09 Sumhpc Slurm Configuration
Overview
Teaching: 10 min
Exercises: 0 minQuestions
How is Sumhpc configured with Slurm
How do partitions, QoS, and user set parameters work together?
Objectives
Understand how partitions, QoS, and user set parameters work together
A Layer Model to Slurm Configuration (build from bottom up)
Layer | SLURM TERM | Example(s) | Notes |
---|---|---|---|
Layer 4 | user set parameters | -N, -n, -c, --mem --time | user defines what they need for particular job |
Layer 3 | GRES | - | optional, GPU cluster only for now, not needed for intro-to-hpc |
Layer 2 | QoS | batch, long, dev | user limits set by cluster administration |
Layer 1 | Partition | compute, dev, high_mem | the hardware (based upon hardware properties) |
- Partition is the set of Nodes you would like to run on.

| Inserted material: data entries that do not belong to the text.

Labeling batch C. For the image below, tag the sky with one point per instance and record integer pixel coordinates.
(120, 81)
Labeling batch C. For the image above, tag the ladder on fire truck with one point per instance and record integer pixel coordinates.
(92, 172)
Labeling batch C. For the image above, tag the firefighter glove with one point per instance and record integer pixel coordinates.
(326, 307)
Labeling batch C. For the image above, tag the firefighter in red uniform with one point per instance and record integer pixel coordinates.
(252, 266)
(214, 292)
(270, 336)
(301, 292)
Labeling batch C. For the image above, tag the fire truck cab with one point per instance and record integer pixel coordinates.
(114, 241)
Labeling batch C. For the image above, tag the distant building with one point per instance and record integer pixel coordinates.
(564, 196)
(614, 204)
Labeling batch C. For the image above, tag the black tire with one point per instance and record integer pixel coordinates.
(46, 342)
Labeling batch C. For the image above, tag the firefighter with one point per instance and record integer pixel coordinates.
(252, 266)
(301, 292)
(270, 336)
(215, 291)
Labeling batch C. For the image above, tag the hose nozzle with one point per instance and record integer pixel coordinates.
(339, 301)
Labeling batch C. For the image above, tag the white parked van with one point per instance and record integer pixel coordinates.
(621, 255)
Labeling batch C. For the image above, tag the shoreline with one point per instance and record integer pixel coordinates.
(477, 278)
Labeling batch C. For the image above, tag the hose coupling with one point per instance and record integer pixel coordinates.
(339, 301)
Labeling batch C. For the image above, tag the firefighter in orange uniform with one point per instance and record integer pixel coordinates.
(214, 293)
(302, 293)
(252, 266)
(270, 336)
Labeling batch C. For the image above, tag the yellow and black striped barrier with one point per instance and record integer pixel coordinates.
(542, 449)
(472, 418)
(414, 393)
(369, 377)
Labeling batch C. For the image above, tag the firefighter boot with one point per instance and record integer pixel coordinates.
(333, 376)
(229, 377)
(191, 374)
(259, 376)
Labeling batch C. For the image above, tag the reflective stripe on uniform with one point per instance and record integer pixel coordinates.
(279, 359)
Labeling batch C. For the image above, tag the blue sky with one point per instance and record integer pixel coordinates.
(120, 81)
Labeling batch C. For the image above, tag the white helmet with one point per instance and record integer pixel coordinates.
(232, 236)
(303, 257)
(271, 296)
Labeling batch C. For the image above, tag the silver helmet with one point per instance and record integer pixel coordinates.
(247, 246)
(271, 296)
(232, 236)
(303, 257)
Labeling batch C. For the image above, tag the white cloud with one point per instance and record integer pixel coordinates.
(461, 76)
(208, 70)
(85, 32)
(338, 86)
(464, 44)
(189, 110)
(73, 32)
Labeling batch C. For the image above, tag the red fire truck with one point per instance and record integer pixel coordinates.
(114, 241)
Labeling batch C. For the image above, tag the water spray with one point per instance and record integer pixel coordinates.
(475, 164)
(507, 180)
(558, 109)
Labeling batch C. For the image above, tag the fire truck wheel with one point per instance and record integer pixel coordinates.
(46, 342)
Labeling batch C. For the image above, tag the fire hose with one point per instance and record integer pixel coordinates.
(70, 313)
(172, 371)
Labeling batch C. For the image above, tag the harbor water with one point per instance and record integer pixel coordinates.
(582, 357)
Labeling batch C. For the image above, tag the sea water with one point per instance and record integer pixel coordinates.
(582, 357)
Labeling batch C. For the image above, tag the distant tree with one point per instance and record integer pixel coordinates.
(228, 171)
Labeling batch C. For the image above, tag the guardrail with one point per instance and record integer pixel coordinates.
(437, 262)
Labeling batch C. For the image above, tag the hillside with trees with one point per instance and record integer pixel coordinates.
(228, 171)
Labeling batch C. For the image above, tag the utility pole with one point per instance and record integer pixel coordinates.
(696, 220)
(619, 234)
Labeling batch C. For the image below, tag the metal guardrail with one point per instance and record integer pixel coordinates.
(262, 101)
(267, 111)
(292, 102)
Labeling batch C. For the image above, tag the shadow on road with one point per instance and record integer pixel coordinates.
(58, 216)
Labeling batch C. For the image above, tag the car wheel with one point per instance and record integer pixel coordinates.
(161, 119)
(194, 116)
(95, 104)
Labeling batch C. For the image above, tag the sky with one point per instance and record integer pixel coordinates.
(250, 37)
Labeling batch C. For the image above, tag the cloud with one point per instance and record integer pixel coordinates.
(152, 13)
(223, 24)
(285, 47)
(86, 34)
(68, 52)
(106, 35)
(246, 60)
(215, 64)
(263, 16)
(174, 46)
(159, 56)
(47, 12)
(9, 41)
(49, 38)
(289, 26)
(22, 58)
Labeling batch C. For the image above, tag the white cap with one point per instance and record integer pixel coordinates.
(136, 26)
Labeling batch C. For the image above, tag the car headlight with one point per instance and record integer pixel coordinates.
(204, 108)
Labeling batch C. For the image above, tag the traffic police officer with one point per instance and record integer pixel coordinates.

- There is a partition named
dev
and a QoS nameddev
. - QoS is administrative limits to the job, you can pick what QoS (set of limits) work best for your job.
- GRES (optional, GPU cluster only for now, not needed for intro-to-hpc)
- User provided configuration (-N/–nodes, -c)
Sumhpc’s Partitions
compute | high_mem | dev | |
---|---|---|---|
# of nodes | 100 | 2 | 20 |
Usable memory per node | 754GB | 3022GB* | 180GB |
Usable cores per node | 70 | 142 | 30 |
CPU core speed | 2.70GHz | 2.70GHz | 3.60GHz |
Total partition MEM | 76T | 6T | 3.6T |
Total partition cores | 7000 | 284 | 600 |
MaxTime | 14-00:00:00 | 3-00:00:00 | 8:00:00 |
how to use? | -p compute | -p high_mem | -p dev & -q dev |
Sumhpc’s QoS.
batch | long | dev | |
---|---|---|---|
Max Wallltime per job | 3 days | 14 days | 8 hours |
Default Walltime (if not specified) | 1 hour | 1 hour | 1 hour |
Max CPU per user | 700 cores | 140 cores | 60 cores |
Default CPU (if not specified) | 1 core | 1 core | 1 core |
Max Memory per user | 7.6TB | 1TB | 360GB |
Default Memory (if not specified) | 1GB | 1GB | 1GB |
Max running jobs per user | 700 | 10 | 60 |
how to use? | -q batch | -q long | -p dev & -q dev |
Partitions Allowed On | compute, high_mem | compute, * | dev |
* long
QoS is currently allowed on high_mem, but the high_mem partition only allows jobs to run for 3-00:00:00 (72 hr), so just use batch
QoS. Also, long
QoS is limited to 1TB RAM.
- Only certain QoS’s are allowed on specific partitions.
compute
partition only allowslong
andbatch
QoS.dev
partition only allowsdev
QoS.
Important srun and sbatch parameters these are set per job.
Common Name | - flag | --flag | Definition/notes |
---|---|---|---|
CPUsPerTask | -c | --cpus-per-task | Usually set to number of CPUs/threads req. |
Memory | --mem | Set memory (RAM) requirement for job | |
Request specific nodes | -w | --nodelist | |
Partition | -p | --partition | |
QOS | -q | --qos | |
Number of nodes per job | -N | --nodes | Usually set to 1 (may vary w/advanced usage) |
Number tasks per node | -n | --ntasks | Usually set to 1 (may vary w/advanced usage) |
Time Limit | -t | --time | Set limit on job run time |
- we usually set the number of nodes to 1 for each job, but we can run multiple jobs at at time
Key Points
Partitions are sets of nodes with specific hardware configurations.
QoS are limits to resource (it is a shared systems).
Users also set specific parameters so the resources allocated by the scheduler match what is needed.
Job queue wait times are optimized when slurm configuration parameters are optimal for job.